Mario Isola, responsabile Pirelli: “Il meteo estremamente variabile ha portato a una gara piena di colpi di scena. I Team hanno dovuto affrontare condizioni diverse, con la pioggia solo in un settore, mentre gli altri due erano asciutti. Questo ovviamente ha portato a una sfida molto impegnativa, con i pneumatici ultrasoft utilizzati nell’ultimo stint in quanto questa mescola ha dimostrato prestazioni migliori in condizioni miste. I primi dieci al traguardo hanno usato sei diverse strategie, a riprova della situazione difficile e in continuo cambiamento.
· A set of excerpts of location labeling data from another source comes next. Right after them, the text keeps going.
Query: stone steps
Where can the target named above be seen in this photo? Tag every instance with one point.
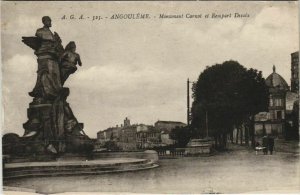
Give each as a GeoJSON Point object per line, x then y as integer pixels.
{"type": "Point", "coordinates": [82, 169]}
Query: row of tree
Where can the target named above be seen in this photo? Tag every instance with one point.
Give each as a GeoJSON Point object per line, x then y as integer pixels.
{"type": "Point", "coordinates": [226, 96]}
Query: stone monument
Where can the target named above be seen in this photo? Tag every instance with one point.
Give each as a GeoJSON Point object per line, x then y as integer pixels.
{"type": "Point", "coordinates": [52, 126]}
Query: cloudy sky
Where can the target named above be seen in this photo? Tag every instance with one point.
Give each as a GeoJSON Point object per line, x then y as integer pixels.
{"type": "Point", "coordinates": [138, 68]}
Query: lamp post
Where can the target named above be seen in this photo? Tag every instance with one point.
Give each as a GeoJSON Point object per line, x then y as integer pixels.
{"type": "Point", "coordinates": [188, 101]}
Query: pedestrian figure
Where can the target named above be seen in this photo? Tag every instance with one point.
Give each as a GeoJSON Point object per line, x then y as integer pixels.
{"type": "Point", "coordinates": [265, 145]}
{"type": "Point", "coordinates": [271, 144]}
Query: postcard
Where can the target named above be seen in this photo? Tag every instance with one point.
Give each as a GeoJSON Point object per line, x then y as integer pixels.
{"type": "Point", "coordinates": [154, 97]}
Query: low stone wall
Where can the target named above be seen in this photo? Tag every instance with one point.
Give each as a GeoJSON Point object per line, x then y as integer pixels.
{"type": "Point", "coordinates": [148, 154]}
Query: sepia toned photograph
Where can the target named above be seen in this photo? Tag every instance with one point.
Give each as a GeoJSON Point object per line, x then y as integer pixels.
{"type": "Point", "coordinates": [150, 97]}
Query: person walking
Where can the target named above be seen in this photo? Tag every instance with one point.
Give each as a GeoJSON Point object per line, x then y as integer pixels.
{"type": "Point", "coordinates": [271, 144]}
{"type": "Point", "coordinates": [265, 145]}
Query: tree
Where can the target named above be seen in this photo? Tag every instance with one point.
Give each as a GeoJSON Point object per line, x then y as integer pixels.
{"type": "Point", "coordinates": [181, 135]}
{"type": "Point", "coordinates": [229, 95]}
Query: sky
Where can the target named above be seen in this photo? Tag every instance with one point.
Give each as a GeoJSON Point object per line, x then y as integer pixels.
{"type": "Point", "coordinates": [139, 68]}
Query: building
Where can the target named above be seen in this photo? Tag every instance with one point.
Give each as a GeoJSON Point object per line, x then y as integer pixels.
{"type": "Point", "coordinates": [148, 137]}
{"type": "Point", "coordinates": [295, 72]}
{"type": "Point", "coordinates": [281, 101]}
{"type": "Point", "coordinates": [167, 126]}
{"type": "Point", "coordinates": [127, 137]}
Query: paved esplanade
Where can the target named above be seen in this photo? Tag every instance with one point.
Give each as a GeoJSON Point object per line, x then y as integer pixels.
{"type": "Point", "coordinates": [74, 162]}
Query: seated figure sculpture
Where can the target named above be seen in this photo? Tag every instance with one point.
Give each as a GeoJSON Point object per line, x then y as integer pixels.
{"type": "Point", "coordinates": [51, 124]}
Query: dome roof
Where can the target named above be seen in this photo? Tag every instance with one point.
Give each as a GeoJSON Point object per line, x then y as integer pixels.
{"type": "Point", "coordinates": [275, 80]}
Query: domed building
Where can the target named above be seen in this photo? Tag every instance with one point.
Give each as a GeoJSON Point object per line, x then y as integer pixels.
{"type": "Point", "coordinates": [280, 97]}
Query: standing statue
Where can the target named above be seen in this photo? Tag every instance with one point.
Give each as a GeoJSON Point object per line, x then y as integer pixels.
{"type": "Point", "coordinates": [69, 60]}
{"type": "Point", "coordinates": [52, 126]}
{"type": "Point", "coordinates": [48, 50]}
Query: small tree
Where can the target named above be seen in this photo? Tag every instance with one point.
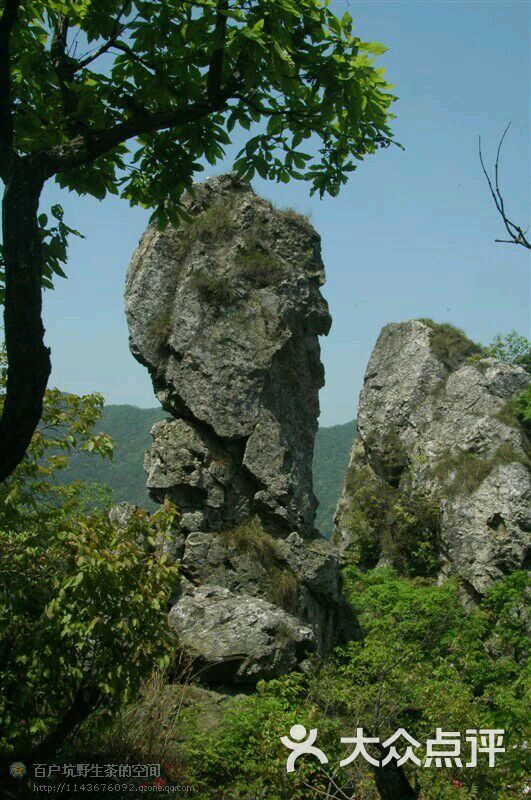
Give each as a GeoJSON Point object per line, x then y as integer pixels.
{"type": "Point", "coordinates": [125, 96]}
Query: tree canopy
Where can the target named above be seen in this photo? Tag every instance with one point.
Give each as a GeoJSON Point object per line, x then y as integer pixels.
{"type": "Point", "coordinates": [130, 97]}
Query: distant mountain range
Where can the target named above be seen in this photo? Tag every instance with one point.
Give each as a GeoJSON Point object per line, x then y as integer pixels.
{"type": "Point", "coordinates": [130, 427]}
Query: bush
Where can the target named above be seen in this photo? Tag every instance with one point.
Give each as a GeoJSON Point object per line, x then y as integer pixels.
{"type": "Point", "coordinates": [215, 288]}
{"type": "Point", "coordinates": [82, 603]}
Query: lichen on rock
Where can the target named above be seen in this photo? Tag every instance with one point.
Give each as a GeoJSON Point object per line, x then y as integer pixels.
{"type": "Point", "coordinates": [439, 478]}
{"type": "Point", "coordinates": [225, 311]}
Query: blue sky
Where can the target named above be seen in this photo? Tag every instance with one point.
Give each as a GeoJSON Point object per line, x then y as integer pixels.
{"type": "Point", "coordinates": [411, 235]}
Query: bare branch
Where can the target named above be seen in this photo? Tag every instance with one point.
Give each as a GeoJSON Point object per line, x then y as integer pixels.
{"type": "Point", "coordinates": [516, 233]}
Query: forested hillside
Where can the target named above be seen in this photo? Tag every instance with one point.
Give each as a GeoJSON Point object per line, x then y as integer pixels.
{"type": "Point", "coordinates": [129, 428]}
{"type": "Point", "coordinates": [332, 448]}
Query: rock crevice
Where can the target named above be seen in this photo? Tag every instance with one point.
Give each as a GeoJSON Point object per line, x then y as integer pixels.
{"type": "Point", "coordinates": [225, 312]}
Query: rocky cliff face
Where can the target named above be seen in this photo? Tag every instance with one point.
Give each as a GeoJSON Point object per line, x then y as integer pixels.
{"type": "Point", "coordinates": [225, 312]}
{"type": "Point", "coordinates": [439, 479]}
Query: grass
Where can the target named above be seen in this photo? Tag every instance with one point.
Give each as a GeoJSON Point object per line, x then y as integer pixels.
{"type": "Point", "coordinates": [215, 222]}
{"type": "Point", "coordinates": [463, 472]}
{"type": "Point", "coordinates": [450, 344]}
{"type": "Point", "coordinates": [216, 289]}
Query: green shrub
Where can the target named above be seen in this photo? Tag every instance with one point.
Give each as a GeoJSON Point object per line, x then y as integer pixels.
{"type": "Point", "coordinates": [214, 287]}
{"type": "Point", "coordinates": [82, 602]}
{"type": "Point", "coordinates": [511, 348]}
{"type": "Point", "coordinates": [450, 344]}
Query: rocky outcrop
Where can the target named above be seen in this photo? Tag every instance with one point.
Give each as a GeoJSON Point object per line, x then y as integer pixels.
{"type": "Point", "coordinates": [225, 311]}
{"type": "Point", "coordinates": [439, 478]}
{"type": "Point", "coordinates": [239, 639]}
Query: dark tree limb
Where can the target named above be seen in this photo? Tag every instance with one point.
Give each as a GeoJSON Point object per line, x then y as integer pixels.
{"type": "Point", "coordinates": [516, 233]}
{"type": "Point", "coordinates": [28, 359]}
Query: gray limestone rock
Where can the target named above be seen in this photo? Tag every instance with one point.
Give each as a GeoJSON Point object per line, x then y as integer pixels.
{"type": "Point", "coordinates": [225, 311]}
{"type": "Point", "coordinates": [239, 639]}
{"type": "Point", "coordinates": [435, 428]}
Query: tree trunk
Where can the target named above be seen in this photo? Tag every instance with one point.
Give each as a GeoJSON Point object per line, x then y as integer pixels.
{"type": "Point", "coordinates": [28, 359]}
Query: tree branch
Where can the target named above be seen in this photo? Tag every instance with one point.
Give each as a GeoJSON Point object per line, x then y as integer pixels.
{"type": "Point", "coordinates": [518, 236]}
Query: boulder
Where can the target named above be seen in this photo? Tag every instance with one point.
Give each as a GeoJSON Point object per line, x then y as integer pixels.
{"type": "Point", "coordinates": [437, 441]}
{"type": "Point", "coordinates": [239, 639]}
Solo quattro piloti nei primi dieci hanno utilizzato i pneumatici intermedi, nonostante la pioggia” (Thomas Bauer)

ORDINE DI ARRIVO:

1 - Lewis Hamilton (Mercedes) - 67 giri
2 - Valtteri Bottas (Mercedes) - 4"535
3 - Kimi Raikkonen (Ferrari) - 6"732
4 - Max Verstappen (Red Bull-Renault) - 7"654
5 - Nico Hulkenberg (Renault) - 26"609
6 - Romain Grosjean (Haas-Ferrari) - 28"871
7 - Sergio Perez (Force India-Mercedes) - 30"556
8 - Esteban Ocon (Force India-Mercedes) - 31"750
9 - Marcus Ericsson (Sauber-Ferrari) - 32"362
10 - Brendon Hartley (Toro Rosso-Honda) - 34"197
11 - Kevin Magnussen (Haas-Ferrari) - 34"919
12 - Carlos Sainz (Renault) - 43"069 ***
13 - Stoffel Vandoorne (McLaren-Renault) - 46"617
14 - Pierre Gasly (Toro Rosso-Honda) - 1 giro
15 - Charles Leclerc (Sauber-Ferrari) - 1 giro

*** penalizzato di 10" per sorpasso in regime di safety car

Classifica campionato piloti
1.Hamilton 188; 2.Vettel 171; 3.Raikkonen 131; 4.Bottas 122; 5.Ricciardo 106; 6.Verstappen 105; 7.Hulkenberg 52; 8.Alonso 40; 9.Magnussen 39; 10.Perez 30; 11.Ocon 29; 12.Sainz 28; 13.Grosjean 20; 14.Gasly 18; 15.Leclerc 13; 16.Vandoorne 8; 17.Ericsson 5; 18.Stroll 4; 19.Hartley 2.

Classifica campionato costruttori
1.Mercedes 310; 2.Ferrari 302; 3.Red Bull-Renault 211; 4.Renault 80; 5.Force India-Mercedes, Haas-Ferrari 59; 7.McLaren-Renault 48; 8.Toro Rosso-Honda 20; 9.Sauber-Ferrari 18; 10.Williams-Mercedes 4.